In Mexico, the archaeological ruins of Chichen Itza draw millions of tourists every year. It's a city built by the ancient Maya, which was then mysteriously abandoned to the jungle hundreds of years ago. Yet archaeologists continue to make new discoveries in a city they believe only a fifth of which has been discovered.
A recent investigation into the Balamku Cave, close by the Pyramid of Kukulcan, which draws millions of tourists every year, revealed more than 50 ancient artifacts left behind by the ancient Maya. The investigation was led by archaeologist Guillermo de Anda, who spoke with CGTN at the cave's mouth.
“This cave, Balamku, is going to help us to rewrite the history of this city,” he told CGTN.

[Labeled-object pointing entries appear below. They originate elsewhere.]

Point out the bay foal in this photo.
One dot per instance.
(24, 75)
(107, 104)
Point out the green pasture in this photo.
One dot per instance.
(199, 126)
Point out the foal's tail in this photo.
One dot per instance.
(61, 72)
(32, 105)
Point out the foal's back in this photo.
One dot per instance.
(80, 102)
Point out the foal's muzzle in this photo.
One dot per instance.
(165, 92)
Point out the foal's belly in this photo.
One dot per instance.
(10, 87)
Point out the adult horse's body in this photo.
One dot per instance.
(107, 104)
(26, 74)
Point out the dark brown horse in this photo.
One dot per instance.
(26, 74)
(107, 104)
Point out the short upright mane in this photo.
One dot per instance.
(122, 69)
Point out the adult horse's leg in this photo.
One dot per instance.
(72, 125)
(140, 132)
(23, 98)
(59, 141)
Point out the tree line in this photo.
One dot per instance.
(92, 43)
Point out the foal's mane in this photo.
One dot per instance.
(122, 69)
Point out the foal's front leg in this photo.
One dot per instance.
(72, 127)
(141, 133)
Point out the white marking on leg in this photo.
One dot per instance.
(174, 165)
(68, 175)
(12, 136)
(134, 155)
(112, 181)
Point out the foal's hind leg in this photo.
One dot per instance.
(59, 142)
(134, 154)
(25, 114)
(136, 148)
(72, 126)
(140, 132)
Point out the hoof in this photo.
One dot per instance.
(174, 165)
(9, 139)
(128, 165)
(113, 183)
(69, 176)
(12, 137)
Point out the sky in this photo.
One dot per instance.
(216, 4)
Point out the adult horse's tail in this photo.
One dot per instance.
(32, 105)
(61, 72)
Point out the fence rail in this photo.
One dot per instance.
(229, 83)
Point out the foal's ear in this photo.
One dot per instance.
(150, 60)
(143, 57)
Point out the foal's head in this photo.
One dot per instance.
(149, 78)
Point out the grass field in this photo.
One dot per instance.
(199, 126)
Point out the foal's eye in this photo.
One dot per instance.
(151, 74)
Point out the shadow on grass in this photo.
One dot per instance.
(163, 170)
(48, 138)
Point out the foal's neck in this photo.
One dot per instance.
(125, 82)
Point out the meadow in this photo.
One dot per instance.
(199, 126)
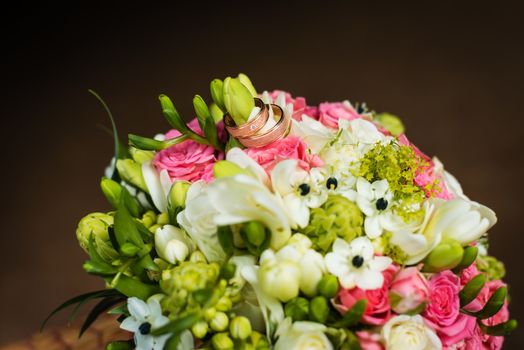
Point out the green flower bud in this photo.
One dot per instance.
(446, 255)
(238, 100)
(141, 156)
(200, 329)
(240, 328)
(297, 309)
(244, 79)
(328, 286)
(97, 224)
(162, 219)
(318, 309)
(131, 172)
(337, 217)
(224, 168)
(216, 112)
(254, 232)
(217, 93)
(220, 322)
(222, 341)
(391, 123)
(111, 190)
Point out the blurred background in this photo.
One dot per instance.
(454, 71)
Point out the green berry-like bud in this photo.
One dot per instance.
(220, 322)
(319, 309)
(337, 217)
(297, 309)
(328, 286)
(200, 329)
(446, 255)
(240, 328)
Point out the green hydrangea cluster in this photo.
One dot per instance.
(397, 164)
(337, 217)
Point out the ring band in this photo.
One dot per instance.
(251, 127)
(278, 131)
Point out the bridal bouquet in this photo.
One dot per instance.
(266, 223)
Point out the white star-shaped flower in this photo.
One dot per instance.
(355, 264)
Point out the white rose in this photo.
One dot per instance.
(302, 336)
(409, 333)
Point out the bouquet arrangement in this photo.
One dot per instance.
(266, 223)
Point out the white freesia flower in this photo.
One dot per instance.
(302, 335)
(375, 201)
(299, 190)
(409, 333)
(315, 134)
(158, 185)
(145, 317)
(172, 244)
(354, 264)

The team found incense burners, water carriers and pots, evidence of religious ceremonies.
“We have found seven offerings. All of them in a very good state of preservation, it looks like they were deposited by the ancient Maya yesterday,” Mr. de Anda said. And the team even has an idea of why these artifacts were hidden away in the depths of a cave within the bowels of the city.
“Why did they take this water to go in there? To this place where mortals, the people on the surface, were not going to see?” he asked.
“We believe it was an act of desperation in a time of drought. What they were doing is trying to call the attention of the Water God, we believe, to produce rain.”
Yet while the ancient city of Chichen Itza may be abandoned, the Maya continue to inhabit the Yucatan Peninsula, and the culture is alive and well today.
CGTN met with Mario Dzul, a Maya who – after years of saving his money – built his house in the traditional Maya style.
“I'm proud of being Maya, and I want my culture to survive," he told CGTN. “That's why we're doing this. We learned these techniques from my grandmother, who learned them from hers. They are traditions passed down through many generations.”
As archaeologists continue to discover the secrets left behind by an ancient civilization, they are looking at the roots of a culture that continues to survive in the 21st century.